At about 15.5 miles, I leave Memphis and Tennessee, and enter Mississippi. I'm in DeSoto County and the City of Southaven. Southaven is a city of about 44,000, started only in the 1960s, as a suburb of Memphis.
I close the books on Tennessee, as a walker. I found three pennies on the street and one dead bird. No one offered me a ride, although I would have been amazed if someone had. I walked 16.2 miles in Tennessee altogether.
Almost immediately after entering Mississippi I come to a bronze plaque on a stone, honoring Jefferson Davis, put up by the Mississippi Daughters of the Confederacy. I read it and spit on it. That’s two Confederate icons I’ve spit on today.

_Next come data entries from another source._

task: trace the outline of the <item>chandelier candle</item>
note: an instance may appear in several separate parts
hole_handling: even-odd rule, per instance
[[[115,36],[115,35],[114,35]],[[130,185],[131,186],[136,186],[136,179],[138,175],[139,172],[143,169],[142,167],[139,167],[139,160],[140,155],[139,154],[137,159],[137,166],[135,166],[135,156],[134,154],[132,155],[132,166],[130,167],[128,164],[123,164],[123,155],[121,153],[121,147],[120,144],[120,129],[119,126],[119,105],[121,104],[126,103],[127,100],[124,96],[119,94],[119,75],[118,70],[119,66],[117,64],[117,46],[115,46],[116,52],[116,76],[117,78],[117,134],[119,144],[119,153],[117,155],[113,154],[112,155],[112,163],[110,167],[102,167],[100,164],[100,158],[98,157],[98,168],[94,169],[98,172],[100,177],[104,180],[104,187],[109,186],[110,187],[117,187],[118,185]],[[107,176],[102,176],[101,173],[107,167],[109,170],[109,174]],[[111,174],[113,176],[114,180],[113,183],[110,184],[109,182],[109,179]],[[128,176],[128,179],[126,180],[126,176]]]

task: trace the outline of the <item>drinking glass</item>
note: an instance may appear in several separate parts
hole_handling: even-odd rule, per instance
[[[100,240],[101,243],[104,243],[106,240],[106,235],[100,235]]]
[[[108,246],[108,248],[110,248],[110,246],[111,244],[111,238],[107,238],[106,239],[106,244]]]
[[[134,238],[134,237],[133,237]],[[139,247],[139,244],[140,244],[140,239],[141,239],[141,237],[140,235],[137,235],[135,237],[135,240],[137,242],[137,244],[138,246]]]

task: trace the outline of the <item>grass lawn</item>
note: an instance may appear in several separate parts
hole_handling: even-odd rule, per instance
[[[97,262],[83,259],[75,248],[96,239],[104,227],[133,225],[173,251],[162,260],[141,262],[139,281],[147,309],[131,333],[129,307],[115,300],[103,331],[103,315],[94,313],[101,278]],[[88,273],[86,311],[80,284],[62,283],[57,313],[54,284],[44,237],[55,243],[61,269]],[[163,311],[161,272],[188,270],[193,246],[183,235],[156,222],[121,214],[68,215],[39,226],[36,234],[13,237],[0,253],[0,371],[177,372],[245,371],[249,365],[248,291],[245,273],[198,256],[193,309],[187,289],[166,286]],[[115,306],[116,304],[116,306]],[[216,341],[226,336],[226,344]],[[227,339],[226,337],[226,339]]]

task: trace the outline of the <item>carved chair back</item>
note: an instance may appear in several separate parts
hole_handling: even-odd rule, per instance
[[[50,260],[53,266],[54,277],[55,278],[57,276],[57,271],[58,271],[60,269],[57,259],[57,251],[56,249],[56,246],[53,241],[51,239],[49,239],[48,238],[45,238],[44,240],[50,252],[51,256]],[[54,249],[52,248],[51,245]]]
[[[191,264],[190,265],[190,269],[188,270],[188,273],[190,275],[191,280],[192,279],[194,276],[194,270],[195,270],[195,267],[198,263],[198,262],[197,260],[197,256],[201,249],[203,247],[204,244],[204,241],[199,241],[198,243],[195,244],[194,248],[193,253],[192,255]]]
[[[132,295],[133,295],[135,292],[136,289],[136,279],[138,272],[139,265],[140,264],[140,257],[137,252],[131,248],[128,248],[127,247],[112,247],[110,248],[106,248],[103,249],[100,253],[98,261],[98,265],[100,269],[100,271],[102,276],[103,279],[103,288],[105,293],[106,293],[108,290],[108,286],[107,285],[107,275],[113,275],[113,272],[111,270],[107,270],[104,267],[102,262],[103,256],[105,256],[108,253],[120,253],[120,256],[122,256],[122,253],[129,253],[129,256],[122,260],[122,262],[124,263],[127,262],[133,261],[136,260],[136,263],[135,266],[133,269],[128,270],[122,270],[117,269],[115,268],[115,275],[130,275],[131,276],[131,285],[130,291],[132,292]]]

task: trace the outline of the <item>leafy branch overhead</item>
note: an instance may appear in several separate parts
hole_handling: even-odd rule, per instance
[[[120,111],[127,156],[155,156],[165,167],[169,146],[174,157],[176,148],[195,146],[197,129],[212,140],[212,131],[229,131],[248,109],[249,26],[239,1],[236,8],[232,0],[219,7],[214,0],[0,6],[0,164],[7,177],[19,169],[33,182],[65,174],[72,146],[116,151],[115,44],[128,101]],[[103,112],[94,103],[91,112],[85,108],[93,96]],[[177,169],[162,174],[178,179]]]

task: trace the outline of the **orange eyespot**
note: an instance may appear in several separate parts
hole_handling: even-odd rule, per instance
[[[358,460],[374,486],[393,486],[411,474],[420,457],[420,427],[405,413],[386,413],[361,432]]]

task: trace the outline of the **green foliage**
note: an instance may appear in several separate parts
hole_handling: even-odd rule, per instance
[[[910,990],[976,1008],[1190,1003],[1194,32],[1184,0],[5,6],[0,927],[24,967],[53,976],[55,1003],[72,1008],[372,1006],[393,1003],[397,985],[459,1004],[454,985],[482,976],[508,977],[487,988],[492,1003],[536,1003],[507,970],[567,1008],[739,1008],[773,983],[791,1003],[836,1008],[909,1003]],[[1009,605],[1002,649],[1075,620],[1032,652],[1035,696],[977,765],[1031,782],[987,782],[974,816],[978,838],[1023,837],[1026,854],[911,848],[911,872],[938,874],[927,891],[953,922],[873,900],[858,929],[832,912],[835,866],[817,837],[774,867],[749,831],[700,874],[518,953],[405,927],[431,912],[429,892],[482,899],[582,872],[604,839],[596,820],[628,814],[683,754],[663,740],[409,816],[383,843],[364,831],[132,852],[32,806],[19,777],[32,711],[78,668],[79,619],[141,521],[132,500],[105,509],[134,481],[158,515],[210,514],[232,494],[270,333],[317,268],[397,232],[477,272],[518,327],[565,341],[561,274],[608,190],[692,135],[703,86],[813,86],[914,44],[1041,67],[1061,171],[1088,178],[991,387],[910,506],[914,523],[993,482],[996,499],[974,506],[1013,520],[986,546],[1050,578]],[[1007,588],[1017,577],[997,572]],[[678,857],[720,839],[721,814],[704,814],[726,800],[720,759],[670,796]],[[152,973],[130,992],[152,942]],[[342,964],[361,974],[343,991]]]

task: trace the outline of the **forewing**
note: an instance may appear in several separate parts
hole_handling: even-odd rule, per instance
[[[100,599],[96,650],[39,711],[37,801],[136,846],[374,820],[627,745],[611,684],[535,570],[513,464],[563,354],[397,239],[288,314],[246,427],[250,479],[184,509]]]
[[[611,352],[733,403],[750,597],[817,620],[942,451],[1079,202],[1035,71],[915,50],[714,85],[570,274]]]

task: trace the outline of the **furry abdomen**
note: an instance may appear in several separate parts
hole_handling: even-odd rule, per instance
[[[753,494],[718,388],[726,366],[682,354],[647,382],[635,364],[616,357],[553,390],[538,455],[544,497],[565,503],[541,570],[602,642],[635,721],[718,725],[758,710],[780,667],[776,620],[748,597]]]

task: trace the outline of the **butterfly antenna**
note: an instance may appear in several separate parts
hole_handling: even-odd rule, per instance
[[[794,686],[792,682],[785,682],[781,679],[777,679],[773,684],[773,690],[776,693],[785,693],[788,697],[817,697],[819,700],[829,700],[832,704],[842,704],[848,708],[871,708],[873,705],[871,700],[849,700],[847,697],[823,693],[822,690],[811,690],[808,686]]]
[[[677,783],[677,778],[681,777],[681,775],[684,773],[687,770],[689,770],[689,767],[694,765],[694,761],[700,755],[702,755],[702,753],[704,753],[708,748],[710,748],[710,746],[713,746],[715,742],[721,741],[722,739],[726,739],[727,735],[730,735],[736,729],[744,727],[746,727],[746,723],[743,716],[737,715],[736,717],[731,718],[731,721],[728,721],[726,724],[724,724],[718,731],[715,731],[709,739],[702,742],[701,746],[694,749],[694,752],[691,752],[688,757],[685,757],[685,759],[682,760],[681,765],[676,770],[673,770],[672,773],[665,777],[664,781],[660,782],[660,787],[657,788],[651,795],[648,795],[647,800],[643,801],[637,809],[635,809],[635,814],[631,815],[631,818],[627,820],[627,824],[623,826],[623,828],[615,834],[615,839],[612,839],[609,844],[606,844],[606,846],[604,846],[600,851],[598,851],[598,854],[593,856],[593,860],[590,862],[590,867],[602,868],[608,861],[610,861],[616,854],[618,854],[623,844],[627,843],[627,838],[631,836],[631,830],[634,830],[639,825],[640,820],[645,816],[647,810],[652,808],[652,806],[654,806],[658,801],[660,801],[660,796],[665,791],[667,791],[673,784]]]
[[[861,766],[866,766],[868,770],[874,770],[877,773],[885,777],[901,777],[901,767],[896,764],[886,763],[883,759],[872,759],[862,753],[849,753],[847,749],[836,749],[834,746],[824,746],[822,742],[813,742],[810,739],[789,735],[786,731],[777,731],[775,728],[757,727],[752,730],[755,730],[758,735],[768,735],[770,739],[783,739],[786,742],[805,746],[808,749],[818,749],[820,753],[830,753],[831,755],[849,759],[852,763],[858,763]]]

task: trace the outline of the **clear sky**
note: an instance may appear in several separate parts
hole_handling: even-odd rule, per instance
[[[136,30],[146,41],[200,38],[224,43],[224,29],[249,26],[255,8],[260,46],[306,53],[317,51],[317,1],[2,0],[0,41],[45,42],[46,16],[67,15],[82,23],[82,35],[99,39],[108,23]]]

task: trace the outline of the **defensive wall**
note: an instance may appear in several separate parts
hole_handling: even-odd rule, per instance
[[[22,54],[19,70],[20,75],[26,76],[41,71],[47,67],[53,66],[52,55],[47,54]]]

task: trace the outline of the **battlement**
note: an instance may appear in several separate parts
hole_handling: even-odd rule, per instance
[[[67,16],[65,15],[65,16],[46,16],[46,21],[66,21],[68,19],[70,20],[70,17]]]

I think Mississippi is going to be full of surprises and contradictions. For a state that has consistently remained isolated from the rest of the nation, Mississippi has an odd tendency to view itself with respect to other states. For instance, this place where I am now is probably the northernmost city in Mississippi, but it’s called Southaven. Similarly, there’s a city called West Point (where Howlin’ Wolf came from) that isn't in the western part of the state at all, but over on the east side. It’s west with respect to Alabama, just like Southaven is south with respect to Tennessee. There’s an old saying in the south that the three biggest cities in Mississippi are New Orleans, Memphis, and Birmingham, meaning that there aren’t any really big cities in the state, and that Mississippi looks outside itself for its cultural bearings.
I could take U.S. 51 all the way to Jackson. That would make sense. But I've decided to cut west over to Highway 61, because it goes through places in the Delta where some of my blues heroes lived. So I’ll take 61 to Clarksdale, then Highway 49 down to Jackson.
In a couple of miles I enter the city limits of Horn Lake and head west on Mississippi Route 302. This road looks like 28th Street in Grand Rapids. Horn Lake appears to be middle class, neat, well-maintained, and bi-racial. The city hall is pretty new, and it sits on the corner of Tulane Road and 302, looking prosperous. I don’t know where Horn Lake is getting its money, but it’s doing okay. These are city folks, oriented to Memphis.
At last the motor home comes into view in the parking lot of Schnuck’s grocery store.